Dans les langues modernes, on plaça immédiatement après l’action exprimée par le verbe, l’objet qui recevoit cette action ; et dans les langues transpositives on donna une terminaison particulière à ce /même/ nom et sa place devint encore indifférente.

|[161] Enfin dans toutes les langues, les mots ne pouvant être plus isolés dans la phrase que les idées ne le sont dans l’esprit et ayant entre eux une convenance commune ou une dépendance les uns des autres, nous aurons tout dit sur la syntaxe, quand nous aurons tout dit sur la convenance et la dépendance des mots.

 

 

Io De la Convenance des mots.

 

Il y a dans toute proposition des mots si essentiels, si nécessaires que sans eux ou même si un seul d’entr’eux manquoit, il ne pourroit y avoir de jugement ou de proposition. Tels sont le sujet exprimé par le nom ; la qualité ou l’attribut exprimé par le modificatif ou adjectif et le verbe. L’objet d’action est encore essentiel quand le verbe est actif car il y auroit une action énoncée, et cette action ne porteroit sur rien.

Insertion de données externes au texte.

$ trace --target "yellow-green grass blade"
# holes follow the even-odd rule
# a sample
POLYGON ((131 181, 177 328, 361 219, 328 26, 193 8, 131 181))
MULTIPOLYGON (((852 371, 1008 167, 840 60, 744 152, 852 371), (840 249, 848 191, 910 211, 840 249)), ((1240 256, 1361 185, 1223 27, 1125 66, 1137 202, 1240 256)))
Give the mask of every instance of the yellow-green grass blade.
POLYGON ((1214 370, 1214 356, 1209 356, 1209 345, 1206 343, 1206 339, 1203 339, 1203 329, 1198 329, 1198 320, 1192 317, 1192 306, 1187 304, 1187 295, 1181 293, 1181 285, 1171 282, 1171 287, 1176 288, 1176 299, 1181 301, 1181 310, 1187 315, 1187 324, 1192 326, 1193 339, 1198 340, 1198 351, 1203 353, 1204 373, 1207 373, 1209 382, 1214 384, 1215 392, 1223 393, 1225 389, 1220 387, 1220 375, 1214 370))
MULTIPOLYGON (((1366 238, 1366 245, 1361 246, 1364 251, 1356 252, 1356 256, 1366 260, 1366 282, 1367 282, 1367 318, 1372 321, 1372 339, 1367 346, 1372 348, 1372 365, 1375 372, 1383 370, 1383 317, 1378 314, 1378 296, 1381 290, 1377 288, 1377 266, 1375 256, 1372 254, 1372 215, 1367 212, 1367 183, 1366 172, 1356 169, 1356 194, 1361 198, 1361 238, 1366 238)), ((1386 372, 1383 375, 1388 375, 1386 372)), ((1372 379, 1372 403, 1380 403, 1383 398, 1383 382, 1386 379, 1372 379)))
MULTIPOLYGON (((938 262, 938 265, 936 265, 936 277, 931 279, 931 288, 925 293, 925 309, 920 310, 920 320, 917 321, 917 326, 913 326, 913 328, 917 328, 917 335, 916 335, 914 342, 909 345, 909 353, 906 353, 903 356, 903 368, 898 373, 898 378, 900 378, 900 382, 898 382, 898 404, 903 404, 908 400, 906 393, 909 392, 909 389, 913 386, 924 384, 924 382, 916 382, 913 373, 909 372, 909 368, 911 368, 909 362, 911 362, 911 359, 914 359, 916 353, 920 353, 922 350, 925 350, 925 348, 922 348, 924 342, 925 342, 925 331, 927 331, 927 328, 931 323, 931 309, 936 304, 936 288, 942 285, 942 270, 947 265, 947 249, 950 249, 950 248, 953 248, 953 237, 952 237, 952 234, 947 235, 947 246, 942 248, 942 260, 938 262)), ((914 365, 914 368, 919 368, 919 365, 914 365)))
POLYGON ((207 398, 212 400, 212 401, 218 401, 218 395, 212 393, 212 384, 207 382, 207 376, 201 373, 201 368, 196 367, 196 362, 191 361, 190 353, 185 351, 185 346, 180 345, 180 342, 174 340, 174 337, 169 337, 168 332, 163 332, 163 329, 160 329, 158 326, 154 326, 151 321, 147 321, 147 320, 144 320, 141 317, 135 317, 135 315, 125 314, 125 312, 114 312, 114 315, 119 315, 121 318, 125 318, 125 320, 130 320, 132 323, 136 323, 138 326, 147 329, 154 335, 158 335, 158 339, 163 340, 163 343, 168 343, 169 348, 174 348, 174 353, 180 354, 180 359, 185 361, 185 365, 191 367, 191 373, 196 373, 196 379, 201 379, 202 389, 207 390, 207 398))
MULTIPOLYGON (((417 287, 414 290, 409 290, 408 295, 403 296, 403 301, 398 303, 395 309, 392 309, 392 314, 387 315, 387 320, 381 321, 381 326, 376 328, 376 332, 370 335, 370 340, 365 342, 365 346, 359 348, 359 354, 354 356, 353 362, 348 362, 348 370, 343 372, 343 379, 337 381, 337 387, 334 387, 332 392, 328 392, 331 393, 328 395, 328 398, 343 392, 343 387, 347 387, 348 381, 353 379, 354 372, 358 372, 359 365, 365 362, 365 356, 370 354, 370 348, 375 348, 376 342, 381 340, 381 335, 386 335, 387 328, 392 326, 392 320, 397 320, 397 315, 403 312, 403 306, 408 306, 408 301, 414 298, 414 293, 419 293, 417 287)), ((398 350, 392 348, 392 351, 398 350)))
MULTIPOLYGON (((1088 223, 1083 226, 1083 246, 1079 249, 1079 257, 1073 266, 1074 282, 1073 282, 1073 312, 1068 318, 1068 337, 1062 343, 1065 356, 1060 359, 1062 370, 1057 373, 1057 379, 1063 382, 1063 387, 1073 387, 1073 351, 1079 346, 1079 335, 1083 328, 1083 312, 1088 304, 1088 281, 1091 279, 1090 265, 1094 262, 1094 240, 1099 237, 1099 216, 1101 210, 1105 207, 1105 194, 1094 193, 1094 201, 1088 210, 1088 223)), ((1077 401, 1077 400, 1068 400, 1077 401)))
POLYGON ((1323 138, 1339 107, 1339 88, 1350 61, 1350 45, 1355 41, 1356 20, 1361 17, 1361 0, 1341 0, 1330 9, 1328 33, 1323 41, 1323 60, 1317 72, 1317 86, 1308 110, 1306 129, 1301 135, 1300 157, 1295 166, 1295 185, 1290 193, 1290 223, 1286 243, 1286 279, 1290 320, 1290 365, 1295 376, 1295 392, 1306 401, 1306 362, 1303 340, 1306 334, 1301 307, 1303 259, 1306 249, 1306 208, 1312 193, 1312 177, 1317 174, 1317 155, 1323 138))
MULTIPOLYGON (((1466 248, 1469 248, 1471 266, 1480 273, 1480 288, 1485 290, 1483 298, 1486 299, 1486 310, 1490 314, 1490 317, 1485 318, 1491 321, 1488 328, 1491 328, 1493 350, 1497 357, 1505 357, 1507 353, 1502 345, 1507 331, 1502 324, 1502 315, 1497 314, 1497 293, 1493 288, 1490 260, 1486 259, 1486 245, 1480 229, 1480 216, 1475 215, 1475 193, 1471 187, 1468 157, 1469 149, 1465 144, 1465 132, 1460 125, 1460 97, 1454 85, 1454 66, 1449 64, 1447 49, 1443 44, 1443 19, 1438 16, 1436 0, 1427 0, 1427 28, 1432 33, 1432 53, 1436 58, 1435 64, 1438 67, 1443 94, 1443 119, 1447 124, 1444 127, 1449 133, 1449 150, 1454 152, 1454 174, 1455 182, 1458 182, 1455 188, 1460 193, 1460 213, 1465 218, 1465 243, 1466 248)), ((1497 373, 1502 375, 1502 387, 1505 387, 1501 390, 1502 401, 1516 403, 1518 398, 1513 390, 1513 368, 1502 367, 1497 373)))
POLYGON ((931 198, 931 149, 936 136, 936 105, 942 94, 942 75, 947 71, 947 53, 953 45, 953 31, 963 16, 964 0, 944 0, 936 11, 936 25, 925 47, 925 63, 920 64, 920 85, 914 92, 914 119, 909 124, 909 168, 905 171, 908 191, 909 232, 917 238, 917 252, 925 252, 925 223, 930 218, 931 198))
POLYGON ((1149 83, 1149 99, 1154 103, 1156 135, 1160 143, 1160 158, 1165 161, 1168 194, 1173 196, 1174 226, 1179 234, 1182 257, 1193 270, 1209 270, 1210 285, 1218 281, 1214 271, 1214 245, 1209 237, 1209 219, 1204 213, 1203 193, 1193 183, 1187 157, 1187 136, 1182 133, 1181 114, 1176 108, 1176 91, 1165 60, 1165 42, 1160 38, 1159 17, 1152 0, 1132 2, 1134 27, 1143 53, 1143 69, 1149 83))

Il doit donc y avoir convenance dans ces mots essentiels. Ils ne peuvent être liés entre eux sans s’imposer mutuellement des lois. Le sujet commande au modificatif et même au verbe. Il commande encore au déterminatif ou article.

Il y a donc convenance entre l’article, le nom, le verbe, et la qualification.

La première convenance ou le premier accord est |[162] la convenance du nombre. Le qualificatif, le verbe et l’article ne peuvent être du nombre pluriel, quand le sujet est du nombre singulier, comme aussi l’article. Le verbe, et le qualificatif prennent la forme du pluriel, quand le nom du sujet prend cette forme.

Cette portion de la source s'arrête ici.